Controversial statements have been made in Castillo’s defense, such as that of another of his lawyers, Guillermo Olivera Díaz, who said that the former president was drugged with a substance, causing him to involuntarily read the message in which he declared the dissolution of Congress.
“They gave him a drink, allegedly water, and after drinking the water, he felt dazed,” said the lawyer. “Everyone has seen that he was reading shakily; he was a bit dazed, the instigators are deceiving.”
Congressman Guido Bellido, who was one of the presidents of Castillo’s Council of Ministers, supported this theory and stated that whoever “manipulated” the former president did so knowing that it would result in his dismissal.
But the majority of the Peruvian people on the streets demanding Castillo’s release and the dissolution of Congress, along with many legal experts, agreed that Castillo’s announcement was constitutional following Article 134 of the Peruvian Constitution that allows the President to dissolve the Congress.

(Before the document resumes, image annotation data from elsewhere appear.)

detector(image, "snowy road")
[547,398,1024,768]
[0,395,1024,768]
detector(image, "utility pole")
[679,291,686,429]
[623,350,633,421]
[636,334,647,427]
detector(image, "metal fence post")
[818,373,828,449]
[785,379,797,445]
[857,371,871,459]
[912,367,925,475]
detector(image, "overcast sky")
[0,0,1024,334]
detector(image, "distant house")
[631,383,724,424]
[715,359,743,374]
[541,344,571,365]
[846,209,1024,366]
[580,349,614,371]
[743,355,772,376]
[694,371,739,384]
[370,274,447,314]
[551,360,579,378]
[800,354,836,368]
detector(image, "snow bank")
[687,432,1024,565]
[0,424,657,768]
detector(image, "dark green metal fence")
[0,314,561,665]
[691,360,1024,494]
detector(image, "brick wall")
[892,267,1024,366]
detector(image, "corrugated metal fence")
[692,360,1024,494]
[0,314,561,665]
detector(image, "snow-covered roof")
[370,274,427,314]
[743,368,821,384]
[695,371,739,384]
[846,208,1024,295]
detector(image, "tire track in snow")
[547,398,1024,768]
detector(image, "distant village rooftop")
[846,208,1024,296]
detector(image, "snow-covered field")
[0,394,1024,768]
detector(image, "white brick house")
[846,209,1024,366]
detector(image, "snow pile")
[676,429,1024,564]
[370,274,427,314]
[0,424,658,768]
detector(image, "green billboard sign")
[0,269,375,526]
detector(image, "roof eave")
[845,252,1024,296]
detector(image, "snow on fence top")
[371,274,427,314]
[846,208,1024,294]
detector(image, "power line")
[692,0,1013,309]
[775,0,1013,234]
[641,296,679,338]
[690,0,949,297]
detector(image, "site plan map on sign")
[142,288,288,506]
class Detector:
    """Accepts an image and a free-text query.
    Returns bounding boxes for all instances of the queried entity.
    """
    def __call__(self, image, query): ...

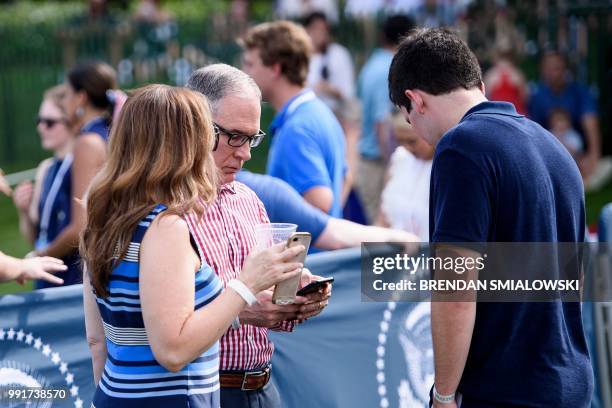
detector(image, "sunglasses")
[36,116,64,129]
[213,123,266,150]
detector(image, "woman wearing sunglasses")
[25,62,116,276]
[13,85,81,289]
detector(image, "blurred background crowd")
[0,0,612,293]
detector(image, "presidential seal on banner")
[376,302,434,408]
[0,327,83,408]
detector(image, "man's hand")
[239,290,303,328]
[239,268,332,329]
[15,256,68,285]
[295,274,332,320]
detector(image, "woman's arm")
[140,215,246,371]
[15,159,53,244]
[41,134,106,257]
[83,267,106,385]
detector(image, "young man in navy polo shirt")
[389,29,593,408]
[242,21,348,217]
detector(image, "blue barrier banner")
[0,285,94,408]
[271,249,433,408]
[0,249,433,408]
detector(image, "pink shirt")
[185,181,293,370]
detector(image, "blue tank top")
[92,205,223,408]
[34,155,82,289]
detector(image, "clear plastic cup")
[255,222,297,249]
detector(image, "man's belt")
[219,366,270,391]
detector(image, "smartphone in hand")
[272,232,311,305]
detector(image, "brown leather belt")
[219,366,270,391]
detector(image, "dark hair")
[389,28,482,112]
[68,61,117,115]
[382,14,414,46]
[302,11,329,27]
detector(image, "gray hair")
[185,64,261,113]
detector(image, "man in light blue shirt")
[356,15,413,223]
[242,21,347,217]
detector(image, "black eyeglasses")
[36,116,64,129]
[213,123,266,150]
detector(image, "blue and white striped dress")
[92,205,223,408]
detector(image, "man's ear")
[404,89,425,113]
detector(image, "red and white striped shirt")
[185,181,293,371]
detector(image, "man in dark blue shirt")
[389,29,593,408]
[529,51,601,180]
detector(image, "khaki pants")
[355,157,386,224]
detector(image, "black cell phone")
[296,277,334,296]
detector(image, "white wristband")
[434,385,455,404]
[227,279,257,306]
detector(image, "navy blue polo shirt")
[430,102,593,408]
[236,170,330,244]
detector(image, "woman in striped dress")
[81,85,304,408]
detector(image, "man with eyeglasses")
[186,64,331,408]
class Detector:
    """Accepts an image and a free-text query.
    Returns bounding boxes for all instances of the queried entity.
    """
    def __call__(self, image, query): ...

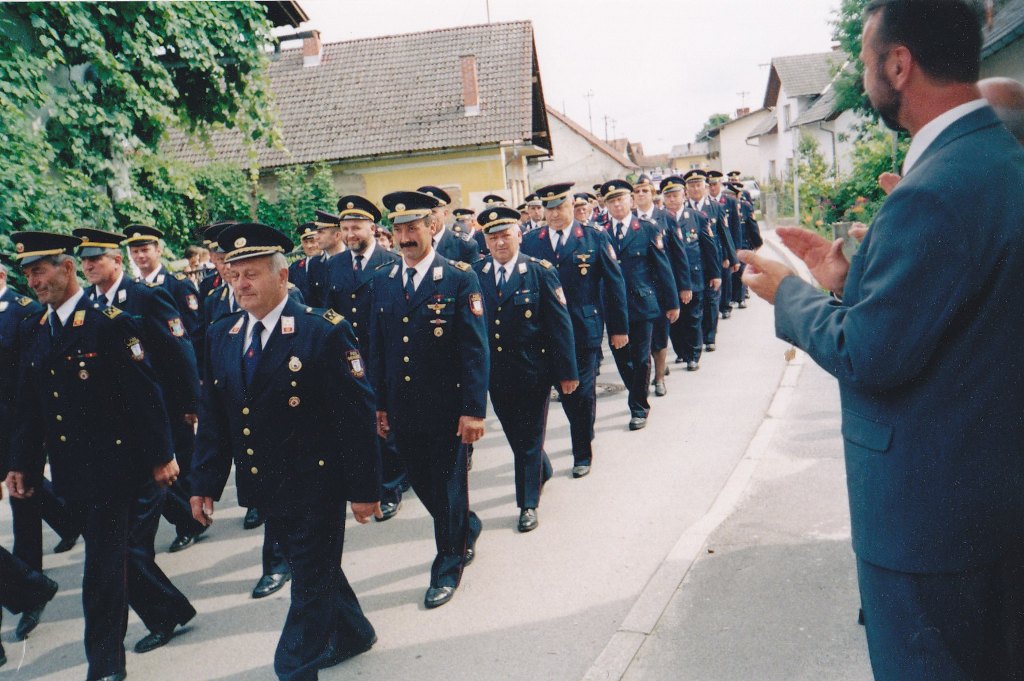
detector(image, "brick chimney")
[302,30,324,67]
[459,54,480,116]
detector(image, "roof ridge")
[272,19,534,53]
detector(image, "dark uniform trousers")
[0,546,50,630]
[611,320,654,419]
[10,478,82,569]
[395,430,481,587]
[522,221,629,466]
[266,499,375,681]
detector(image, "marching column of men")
[0,171,761,681]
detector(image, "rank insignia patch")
[345,350,366,378]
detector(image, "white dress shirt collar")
[903,99,988,175]
[242,293,288,352]
[401,249,434,289]
[48,289,85,326]
[96,269,125,305]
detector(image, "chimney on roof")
[459,54,480,116]
[302,30,324,67]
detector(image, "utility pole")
[583,90,594,134]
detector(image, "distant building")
[706,109,772,178]
[748,51,861,181]
[529,107,638,191]
[669,142,712,173]
[169,22,552,206]
[981,0,1024,82]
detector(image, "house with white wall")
[748,51,861,181]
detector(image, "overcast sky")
[299,0,839,154]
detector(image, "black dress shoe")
[86,672,128,681]
[53,535,78,553]
[135,627,174,654]
[253,572,292,598]
[423,587,455,608]
[242,506,266,529]
[317,634,377,669]
[572,464,590,477]
[518,508,538,533]
[14,577,57,641]
[374,500,401,522]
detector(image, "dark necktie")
[243,322,263,387]
[498,265,508,298]
[406,267,416,300]
[50,310,63,347]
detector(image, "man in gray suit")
[740,0,1024,680]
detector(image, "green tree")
[696,114,729,141]
[0,1,276,250]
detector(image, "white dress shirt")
[242,294,288,354]
[47,289,85,327]
[401,249,434,290]
[903,99,988,175]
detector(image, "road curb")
[583,350,806,681]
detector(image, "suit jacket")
[522,222,629,349]
[0,287,43,478]
[709,189,743,250]
[434,227,480,265]
[473,252,579,390]
[288,257,309,299]
[370,253,490,436]
[10,296,174,501]
[608,214,679,324]
[324,246,401,355]
[775,107,1024,572]
[188,299,381,515]
[85,275,199,419]
[147,265,203,341]
[633,208,693,293]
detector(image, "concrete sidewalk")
[609,353,871,681]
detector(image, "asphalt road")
[0,280,786,681]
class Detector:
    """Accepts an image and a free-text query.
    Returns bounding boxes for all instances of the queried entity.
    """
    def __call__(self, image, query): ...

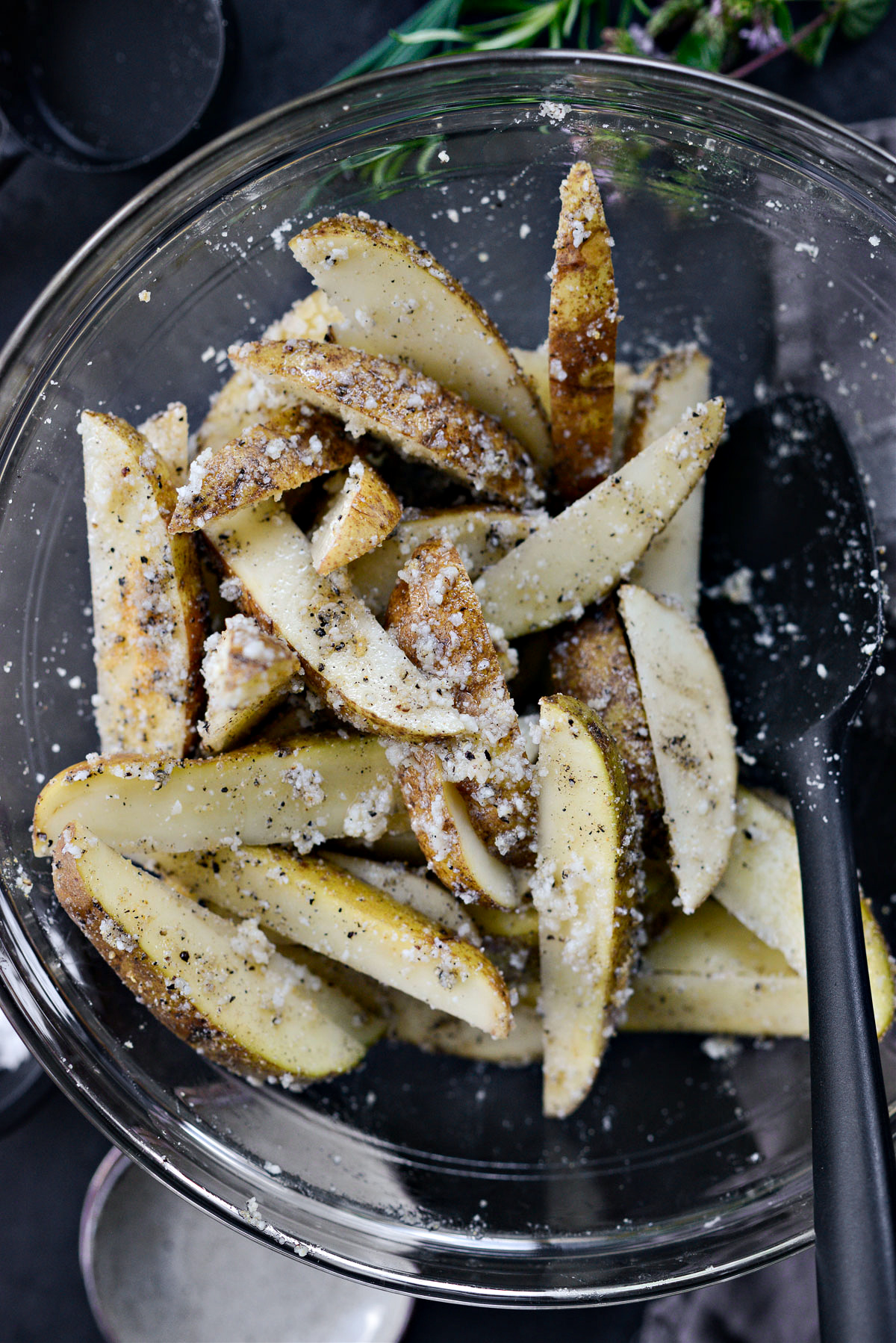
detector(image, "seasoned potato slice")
[623,899,893,1037]
[551,601,665,853]
[349,503,543,615]
[158,848,511,1035]
[169,404,358,532]
[385,741,518,909]
[199,615,302,751]
[137,402,190,488]
[289,215,550,466]
[34,732,407,855]
[52,823,382,1082]
[476,397,726,639]
[385,537,536,866]
[532,695,637,1119]
[204,501,464,737]
[625,345,709,621]
[619,583,738,914]
[196,289,341,451]
[81,411,205,756]
[311,456,402,574]
[548,163,619,501]
[230,340,543,503]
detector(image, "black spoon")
[703,396,896,1343]
[0,0,232,182]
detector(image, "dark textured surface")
[0,0,896,1343]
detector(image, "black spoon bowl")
[701,395,896,1343]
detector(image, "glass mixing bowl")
[0,52,896,1306]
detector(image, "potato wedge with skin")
[329,852,481,947]
[622,899,893,1038]
[349,503,544,615]
[158,848,511,1035]
[169,404,358,532]
[137,402,190,488]
[385,741,518,909]
[387,991,541,1067]
[199,615,302,752]
[619,583,738,914]
[52,825,382,1082]
[551,601,665,853]
[230,340,544,505]
[32,732,407,855]
[625,345,711,621]
[476,397,726,639]
[311,456,402,574]
[204,501,466,737]
[79,411,205,756]
[385,537,536,866]
[548,163,619,502]
[196,289,341,451]
[713,787,806,978]
[532,695,637,1119]
[289,215,551,468]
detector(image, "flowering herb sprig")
[343,0,892,78]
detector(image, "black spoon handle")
[785,720,896,1343]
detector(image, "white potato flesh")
[204,501,464,737]
[34,732,407,855]
[289,215,551,466]
[137,402,190,488]
[329,853,479,946]
[79,411,205,754]
[626,345,711,621]
[349,503,544,615]
[476,397,726,639]
[619,585,738,914]
[713,788,806,978]
[532,695,634,1119]
[54,825,376,1080]
[160,846,511,1035]
[311,456,402,574]
[199,615,302,751]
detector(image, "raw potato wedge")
[52,825,382,1084]
[196,289,341,451]
[476,397,726,639]
[137,402,190,488]
[79,411,205,756]
[623,899,893,1038]
[349,503,540,615]
[154,848,511,1035]
[532,695,637,1119]
[230,340,544,505]
[625,345,711,621]
[311,456,402,574]
[388,993,541,1067]
[329,853,481,947]
[385,537,536,866]
[551,601,665,852]
[619,585,738,914]
[204,500,464,737]
[548,163,619,502]
[385,741,518,909]
[34,732,407,855]
[169,404,358,532]
[713,787,806,978]
[289,215,551,468]
[199,615,302,752]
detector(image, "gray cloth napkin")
[634,1250,819,1343]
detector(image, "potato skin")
[52,830,288,1080]
[551,601,666,855]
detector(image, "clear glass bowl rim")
[0,50,896,1306]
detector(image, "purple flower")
[739,19,785,51]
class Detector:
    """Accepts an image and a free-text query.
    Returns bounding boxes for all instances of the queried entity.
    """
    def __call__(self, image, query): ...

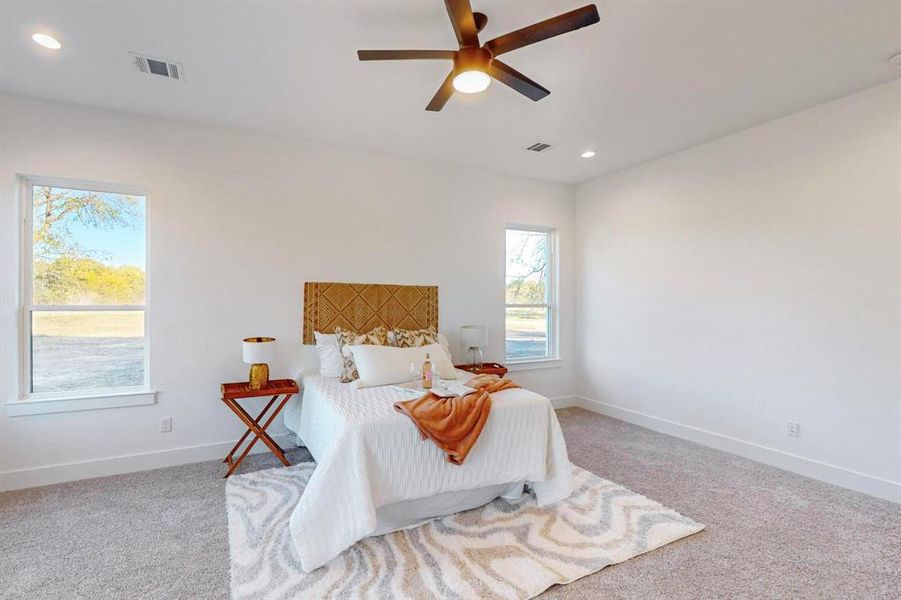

UN condemns death of protesters
On Sunday, December 11, Telesur reported that the office of the United Nations High Commissioner for Human Rights in Peru condemned the deaths of the two protesters in the city of Andahuaylas, Apurimac region.
Hacemos un llamado a realizar una investigación pronta, imparcial y exhaustiva de los hechos, brindando acceso a la justicia a los familiares de las víctimas. https://t.co/NJQanzxDjZ
— Misión OACNUDH Perú (@OACNUDHPeru) December 12, 2022
Before knowing the death toll, the office urged for “calm” and respect for human rights, calling for the escalation of tensions to be avoided. “We reiterate that the right to peaceful assembly must be guaranteed,” said a statement released by the UN mission in Peru on social media.